Parallel implementation of wavelet-based image denoising on programmable PC-grade graphics hardware
School of Computing & Engineering, University of Huddersfield, Queensgate, Huddersfield HD1 3DH, UK
Signal Processing, Volume 90 Issue 8, August, 2010
@article{su2010parallel,
title={Parallel implementation of wavelet-based image denoising on programmable PC-grade graphics hardware},
author={Su, Y. and Xu, Z.},
journal={Signal Processing},
volume={90},
number={8},
pages={2396–2411},
issn={0165-1684},
year={2010},
publisher={Elsevier}
}
The discrete wavelet transform (DWT) has been extensively used for image compression and denoising in the areas of image processing and computer vision. However, the intensive computation of DWT due to its inherent multilevel data decomposition and reconstruction operations brings a bottleneck that drastically reduces its performance and implementations for real-time applications when facing large size digital images and/or high-definition videos. Although various software-based acceleration solutions, such as the lifting scheme, have been devised and achieved a higher performance in general, the pure software accelerated DWT still struggle to cope with the demands from real-time and interactive applications.
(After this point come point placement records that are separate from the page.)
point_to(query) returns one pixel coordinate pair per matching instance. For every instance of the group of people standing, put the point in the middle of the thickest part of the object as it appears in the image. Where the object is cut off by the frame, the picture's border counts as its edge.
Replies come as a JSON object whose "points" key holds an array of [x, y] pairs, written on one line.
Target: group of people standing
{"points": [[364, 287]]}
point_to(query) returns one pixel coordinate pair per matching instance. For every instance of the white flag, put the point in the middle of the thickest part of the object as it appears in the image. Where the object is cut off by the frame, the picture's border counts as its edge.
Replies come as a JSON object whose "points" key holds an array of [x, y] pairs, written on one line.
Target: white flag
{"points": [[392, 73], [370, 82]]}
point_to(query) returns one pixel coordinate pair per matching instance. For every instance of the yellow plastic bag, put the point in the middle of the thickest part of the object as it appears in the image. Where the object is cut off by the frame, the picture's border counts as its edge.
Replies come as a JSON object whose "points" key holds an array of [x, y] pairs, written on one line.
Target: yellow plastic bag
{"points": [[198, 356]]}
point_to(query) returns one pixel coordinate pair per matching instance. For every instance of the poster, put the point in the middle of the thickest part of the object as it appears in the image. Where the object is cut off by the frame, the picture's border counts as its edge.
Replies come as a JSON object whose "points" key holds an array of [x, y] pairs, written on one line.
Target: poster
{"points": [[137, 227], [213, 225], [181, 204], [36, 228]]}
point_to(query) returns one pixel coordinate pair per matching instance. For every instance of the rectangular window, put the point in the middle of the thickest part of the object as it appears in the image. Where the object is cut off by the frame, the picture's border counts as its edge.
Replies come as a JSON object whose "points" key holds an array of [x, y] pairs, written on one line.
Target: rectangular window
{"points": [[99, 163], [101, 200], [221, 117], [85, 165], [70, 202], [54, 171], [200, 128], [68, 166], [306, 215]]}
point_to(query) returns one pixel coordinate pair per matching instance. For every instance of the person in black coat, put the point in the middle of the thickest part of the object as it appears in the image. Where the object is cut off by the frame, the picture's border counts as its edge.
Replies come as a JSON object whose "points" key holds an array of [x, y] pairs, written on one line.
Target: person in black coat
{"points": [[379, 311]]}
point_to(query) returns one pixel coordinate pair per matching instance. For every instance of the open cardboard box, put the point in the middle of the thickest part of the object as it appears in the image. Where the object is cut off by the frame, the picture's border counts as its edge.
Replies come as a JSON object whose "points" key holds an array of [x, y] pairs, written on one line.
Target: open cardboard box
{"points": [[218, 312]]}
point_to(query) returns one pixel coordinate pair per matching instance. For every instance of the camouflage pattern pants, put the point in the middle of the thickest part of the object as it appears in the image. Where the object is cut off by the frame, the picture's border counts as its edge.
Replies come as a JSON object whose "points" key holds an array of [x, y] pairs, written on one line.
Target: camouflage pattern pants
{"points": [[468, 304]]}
With the growing capacity and popularity of graphics hardware, personal computers (PCs) nowadays are often equipped with programmable graphics processing units (GPUs) for graphics acceleration. The GPU offers a cost-effective parallel data processing mechanism for operations on large amount of data, even for applications beyond graphics. This practice is commonly referred as general-purpose computing on GPU (GPGPU). This paper presented a GPGPU framework with the corresponding parallel computing solution for wavelet-based image denoising by using off-the-shelf consumer-grade programmable GPUs. This framework can be readily incorporated with different forms of DWT by customizing the parameter of the wavelet kernel. Experiment results show that the framework gains applicability in data parallelism and satisfaction performance in accelerating computations for wavelet-based denoising.